Entering the small-volume injection production workshop of Jiangsu Datong Pharmaceutical Co., Ltd. in Taizhou Pharmaceutical High-tech Zone (gaogang district), the automatic production line operates in an orderly manner, and the drug production is efficient, accurate and stable; Through a series of measures such as "replacing machines" and integrated management of information systems, the production plants under Yangzijiang Pharmaceutical Group make the whole process of production more intelligent and digital. Jiangsu Longfengtang Chinese Medicine Co., Ltd. has formed a complete set of modern solutions from pre-treatment to extraction of Chinese herbal medicines, and has created a model of "changing wisdom into several turns" in the field of standardization construction of intelligent manufacturing of Chinese herbal medicines.

The practice in Taizhou shows that at present, data has become an important factor in the medical and health industry, and digital technology has also become a necessary tool for the innovative development of biomedicine. The integration of mathematics and intelligence is indispensable to the innovation and development of the medical and health industry.

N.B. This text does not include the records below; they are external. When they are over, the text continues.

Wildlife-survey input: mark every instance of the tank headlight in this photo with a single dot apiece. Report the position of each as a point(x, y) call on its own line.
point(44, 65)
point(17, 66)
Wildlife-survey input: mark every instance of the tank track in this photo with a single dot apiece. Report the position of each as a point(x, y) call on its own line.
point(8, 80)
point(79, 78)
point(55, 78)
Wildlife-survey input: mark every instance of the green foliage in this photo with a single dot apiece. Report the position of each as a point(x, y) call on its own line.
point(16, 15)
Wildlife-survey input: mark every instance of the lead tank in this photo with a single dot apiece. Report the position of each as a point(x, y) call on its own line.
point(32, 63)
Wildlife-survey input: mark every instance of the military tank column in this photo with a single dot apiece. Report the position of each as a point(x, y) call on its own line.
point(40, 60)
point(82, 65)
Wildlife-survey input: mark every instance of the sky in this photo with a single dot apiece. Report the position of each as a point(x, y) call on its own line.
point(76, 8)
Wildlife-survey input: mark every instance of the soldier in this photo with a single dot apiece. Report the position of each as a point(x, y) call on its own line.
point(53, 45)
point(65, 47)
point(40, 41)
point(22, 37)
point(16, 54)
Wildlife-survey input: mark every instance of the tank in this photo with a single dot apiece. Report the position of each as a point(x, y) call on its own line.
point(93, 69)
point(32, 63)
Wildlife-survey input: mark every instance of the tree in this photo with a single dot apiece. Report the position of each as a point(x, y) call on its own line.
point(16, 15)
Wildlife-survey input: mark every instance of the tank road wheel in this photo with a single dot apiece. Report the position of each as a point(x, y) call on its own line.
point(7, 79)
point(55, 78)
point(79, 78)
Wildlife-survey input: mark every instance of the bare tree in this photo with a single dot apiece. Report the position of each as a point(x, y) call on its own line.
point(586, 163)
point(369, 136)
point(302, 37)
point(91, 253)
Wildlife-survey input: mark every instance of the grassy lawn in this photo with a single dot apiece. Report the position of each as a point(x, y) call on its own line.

In the action of "data elements × scientific and technological innovation", promoting the integration of digital intelligence is also one of the important measures. The "Three-year Action Plan for Data Elements ×" (2024-2026) proposes that scientific data should support technological innovation, focus on biological breeding, new material creation, drug research and development, and accelerate technological innovation and industrial upgrading through the integration of numbers and intelligence.

In recent years, the integration, iteration and diffusion of a new generation of digital intelligence technologies, such as artificial intelligence, blockchain, deep learning, and Internet of Things, have penetrated into R&D, design, manufacturing, customer service and other links, bringing all-round, all-round and full-chain transformation to production technologies and production methods, comprehensively improving the automation, digitalization and intelligence level of the industry, and providing a key driving force for promoting the integration of digital intelligence applications and accelerating the formation of new quality productivity.

Qian Xiaojing, a professor at the School of Economics and Management of Northwest University, believes that data elements, as a new key production factor stored and processed by computer equipment in intangible form in the digital economy era, have the technical and economic characteristics of non-competitiveness, low copying cost, non-exclusiveness and strong externality, and can be reused by different subjects, generating the fusion value of "data+algorithm+computing power" through deconstruction and reorganization, convergence and integration, which provides basic and important resources for consolidating the internal form of digital intelligence integration and accelerating the formation of new quality productivity.

"On the one hand, the organic integration of data elements and traditional production factors has enriched the expression of digital intelligence integration and changed the way of digital intelligence integration from geographical space to digital space." Qian Xiaojing said, "On the other hand, data elements play the role of’ media’ in the reconfiguration and recombination of traditional production factors, resulting in a new factor processing model and a new form of digital intelligence integration."